Communication and personality. These are two of the skill sets you’ll need to develop if you’re thinking about becoming a data scientist, according to two industry veterans from Greenplum. Wikibon analyst Jeff Kelly sat down with Derek Lin and Noelle Sio, two data scientists currently working on big data solutions with EMC subsidiary Greenplum. During their interview at theCube at EMC World’s Data Science Summit mini event, Kelly took the opportunity to delve into an important area of the big data buzzword–how it actually translates to a career path to fill the growing gaps around emerging big data technology.
The role of the data scientist is something we’ve been exploring for a while, and its definition is as elusive as the term “big data” itself. The result is a pretty broad gray area where data scientists are carving out their own niches across a wide range of industries, the common denominator being their ability to break down company problems down to the data and build up a solution for business implementation. That requires keen communication skills, as you have to work with the business leaders, and also understand the math behind the data.
“Sometimes [businesses] think they think they know what solution they want, but for us, we have to uncover their pain points to see how those problems manifest themselves, so we can bring it to the path part to understand it on our terms,” Sio explains.

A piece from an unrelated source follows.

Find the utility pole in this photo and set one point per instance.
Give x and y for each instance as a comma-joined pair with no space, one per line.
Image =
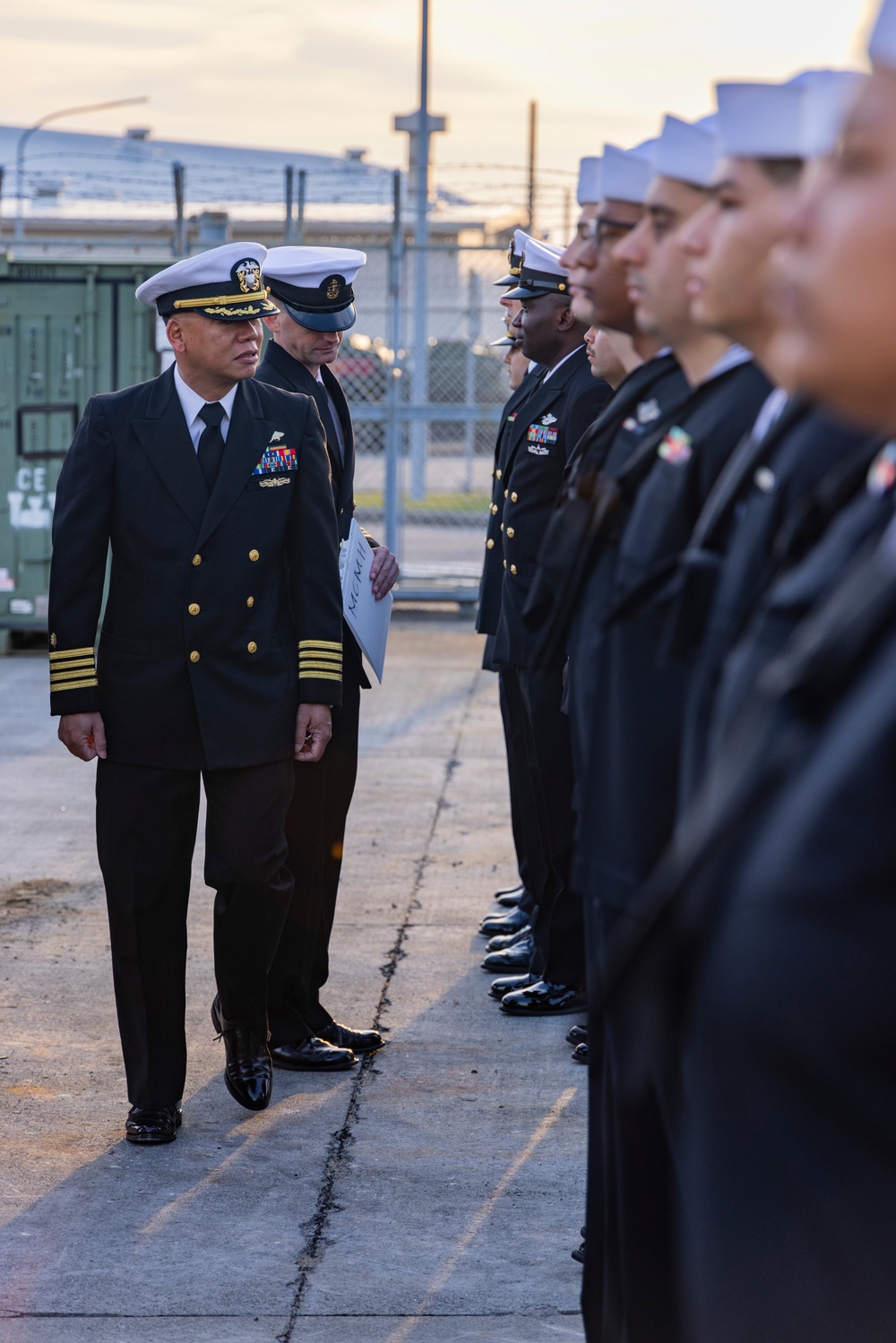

It’s very much about balancing the left and right sides of the brain, which is a departure from the traditional career paths we’ve previously seen for mathematicians, statisticians and even engineers. And that requires certain personality traits that are willing to think outside the box.
New problems for new careers. As a self-proclaimed problem junkie, Sio thrives on the excitement of new challenges as a data scientist. “If you give me something, the gauntlet is thrown,” she smiles. “If I know how to solve it immediately, it wouldn’t be fun. These are things that haven’t been solved before. It bothers you and nags you to get to that next step. It’s so interesting and the payoff is great.
“It takes a special personality type that craves difficult, challenging things, and wants to learn something every time.”
Lin and Sio certainly make data science seem like an exciting trip, and that enthusiasm has led them each down a winding path traversing fraud detection in the finance industry and quality assurance in the broadcast media space. Indeed, data scientists are finding that their varied skill sets make them adaptable in an era where big data has big demands.
Which begs the questions, how does one become a data scientist and is my current job at risk? Sio would say not to worry. “You can’t start planning for what will happen until you know what’s happened. Find what about [data science] is interesting to you…start thinking about expanding your skills in math if you’re interested in mathematics. Choose something adjacent to your skill sets.”
Education will also play an important role in supporting the growing demand for data scientists, as Lin points out. He’d love to see more programs at the university level as well, encouraging a stronger push in engineering, science and math.